Hay monstruos entre nosotros
La ira y el tormento son un obstáculo para la objetividad. Pero es que éste apunte no pretende ser en absoluto objetivo. Hay ocasiones en las que uno se sitúa frente a la pantalla del ordenador para empuñar el teclado, no para escribir: esta es una de ellas. Han asesinado al Roble Grande de la Solana, árbol monumental de Extremadura que embellecía desde hace más de tres siglos el Collado de Paula, una bella colina situada entre la comarca de La Vera y el Valle del Jerte, a las afueras de Barrado (Cáceres).
Y digo que lo han asesinado porque el canalla o los canallas que subieron al collado para matarlo actuaron con alevosía, premeditación y escarnio. Realizaron una decena de cortes en el suelo, a gran profundidad, para alcanzar sus raíces, y una vez abiertas las heridas fueron vertiendo en ellas una garrafa de herbicida para quemarle las entrañas y resecarle el alma. Malditos bastardos.
Los técnicos que están estudiando el caso calculan que ese acto cruel ocurrió este invierno, pero el viejo roble no soltó ni un lamento hasta llegada la primavera, cuando por primera vez en sus trescientos dejó de brotar. Ahora sabemos que no lo hará nunca más porque el viejo roble está muerto, o mejor dicho: está asesinado.
Las primeras noticias del arboricidio me llegaron gracias a las redes sociales. Mi buen amigo el Dr. Samuel Sánchez Cepeda, agricultor, naturalista y director del departamento de Didáctica de las Ciencias y las Matemáticas de la Universidad de Extremadura fue el primero en darme la alerta. Tras él, empezaron a llegar las de los amantes de la naturaleza extremeños con los que mantengo contacto: “Algo le han hecho al Roble Grande de Barrado” me decía María Jesús desde Plasencia. Hasta que el pasado martes la edición extremeña de este diario daba a conocer la noticia.

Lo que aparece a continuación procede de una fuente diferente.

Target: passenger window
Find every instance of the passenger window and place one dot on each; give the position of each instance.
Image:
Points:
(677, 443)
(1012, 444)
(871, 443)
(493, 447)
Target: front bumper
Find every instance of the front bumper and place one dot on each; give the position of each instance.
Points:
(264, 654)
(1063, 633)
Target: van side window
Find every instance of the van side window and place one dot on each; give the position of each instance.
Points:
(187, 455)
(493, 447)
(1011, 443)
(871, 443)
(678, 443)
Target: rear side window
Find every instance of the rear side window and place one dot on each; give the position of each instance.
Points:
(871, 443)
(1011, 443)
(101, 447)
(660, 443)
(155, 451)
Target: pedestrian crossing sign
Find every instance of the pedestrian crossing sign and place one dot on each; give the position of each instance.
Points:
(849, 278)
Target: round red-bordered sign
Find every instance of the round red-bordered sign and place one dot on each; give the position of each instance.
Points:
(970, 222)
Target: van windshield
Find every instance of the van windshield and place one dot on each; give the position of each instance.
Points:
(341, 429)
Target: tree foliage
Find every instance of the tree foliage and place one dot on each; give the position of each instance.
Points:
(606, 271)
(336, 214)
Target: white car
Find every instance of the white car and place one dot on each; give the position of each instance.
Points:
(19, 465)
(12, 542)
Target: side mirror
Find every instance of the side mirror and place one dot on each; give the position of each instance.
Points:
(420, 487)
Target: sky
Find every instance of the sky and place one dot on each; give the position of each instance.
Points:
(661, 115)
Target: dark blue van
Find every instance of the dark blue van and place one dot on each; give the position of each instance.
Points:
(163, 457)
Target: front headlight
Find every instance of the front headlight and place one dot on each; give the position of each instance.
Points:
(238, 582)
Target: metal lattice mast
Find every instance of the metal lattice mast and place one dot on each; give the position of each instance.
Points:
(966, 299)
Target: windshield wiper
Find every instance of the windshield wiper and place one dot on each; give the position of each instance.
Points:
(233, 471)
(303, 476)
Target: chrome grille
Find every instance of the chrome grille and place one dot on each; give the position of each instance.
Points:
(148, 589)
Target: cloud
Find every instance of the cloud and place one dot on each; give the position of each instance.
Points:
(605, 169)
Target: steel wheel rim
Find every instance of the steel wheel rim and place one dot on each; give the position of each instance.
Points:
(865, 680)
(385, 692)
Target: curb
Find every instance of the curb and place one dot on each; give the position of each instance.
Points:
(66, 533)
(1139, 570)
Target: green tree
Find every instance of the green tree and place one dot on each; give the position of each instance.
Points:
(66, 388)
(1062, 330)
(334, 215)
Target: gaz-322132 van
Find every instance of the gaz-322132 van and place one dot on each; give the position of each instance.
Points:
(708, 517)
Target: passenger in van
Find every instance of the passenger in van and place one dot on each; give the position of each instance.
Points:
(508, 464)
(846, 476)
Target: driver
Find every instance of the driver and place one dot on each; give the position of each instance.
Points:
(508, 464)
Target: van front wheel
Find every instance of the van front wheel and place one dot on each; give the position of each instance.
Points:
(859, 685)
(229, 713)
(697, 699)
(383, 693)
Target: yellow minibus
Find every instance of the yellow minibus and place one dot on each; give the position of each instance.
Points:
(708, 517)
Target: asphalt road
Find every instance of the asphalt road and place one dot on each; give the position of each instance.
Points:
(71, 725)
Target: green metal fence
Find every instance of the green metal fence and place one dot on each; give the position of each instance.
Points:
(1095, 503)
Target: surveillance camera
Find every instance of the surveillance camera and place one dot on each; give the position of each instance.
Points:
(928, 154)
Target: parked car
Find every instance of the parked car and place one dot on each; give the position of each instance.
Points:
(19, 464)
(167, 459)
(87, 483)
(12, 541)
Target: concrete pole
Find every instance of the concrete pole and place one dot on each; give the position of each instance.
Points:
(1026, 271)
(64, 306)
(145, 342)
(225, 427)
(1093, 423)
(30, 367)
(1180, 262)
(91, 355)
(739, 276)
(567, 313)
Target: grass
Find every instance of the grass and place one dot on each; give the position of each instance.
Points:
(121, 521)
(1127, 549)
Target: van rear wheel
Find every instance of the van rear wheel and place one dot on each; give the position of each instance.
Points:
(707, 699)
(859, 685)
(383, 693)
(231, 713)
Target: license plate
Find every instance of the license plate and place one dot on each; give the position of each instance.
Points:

Finalmente han sido dos los árboles monumentales envenenados. El segundo, situado en una finca particular, estaba a punto de ser catalogado también como árbol singular de Extremadura. La “técnica” empleada fue la misma en ambos casos. Quienes quieran que sean los malditos bastardos sabían lo que se hacían. Al hurgar en la tierra hasta dar con las raíces y verter allí el veneno el árbol lo sorbió como alimento y la sabia lo esparció hasta la punta de las ramas resecándolo por dentro.
Desde que se conoció la noticia de su envenenamiento no han dejado de aparecer lamentos en las redes sociales. La gente está indignada. Este país ha dado muestras de unos niveles de brutalidad hacia los animales tan siniestros como tirar una cabra viva desde lo alto de un campanario o pasar a caballo bajo una hilera de gansos para ir arrancándoles la cabeza. De aquellas “tradiciones” todavía perviven algunas, como el famoso toro de la vega (sí sí, así, con minúsculas: como minúsculo es el cerebro de quienes lo perpetran).
En este rincón del diario también venimos denunciando las muestras de odio hacia los animales salvajes: monstruos que cometen el gravísimo delito de echar veneno en el monte para acabar con lo que ellos consideran alimañas o que son capaces de salir de juerga una noche para acabar disparando contra las cigüeñas del pueblo abatiéndolas a todas. Pero lo de éstos arboricidas debo reconocer que me ha superado.
Como me supera que todavía nadie los haya delatado. Este tipo de sujetos de baja estopa suelen aunar a su condición de seres inhumanos la de fanfarrones tabernarios. Es más que probable que hayan lanzado su bravuconada acodados en el bar de la cooperativa o la barra del puticlub. Si es así ¿a que esperamos para denunciarlo?
Hay que dar con ellos. Quien es capaz de cometer un acto tan cruel supone una seria amenaza para la sociedad. Lo que le han hecho al Roble Grande de la Solana y a su compañero de paisaje demuestra que hay monstruos entre nosotros.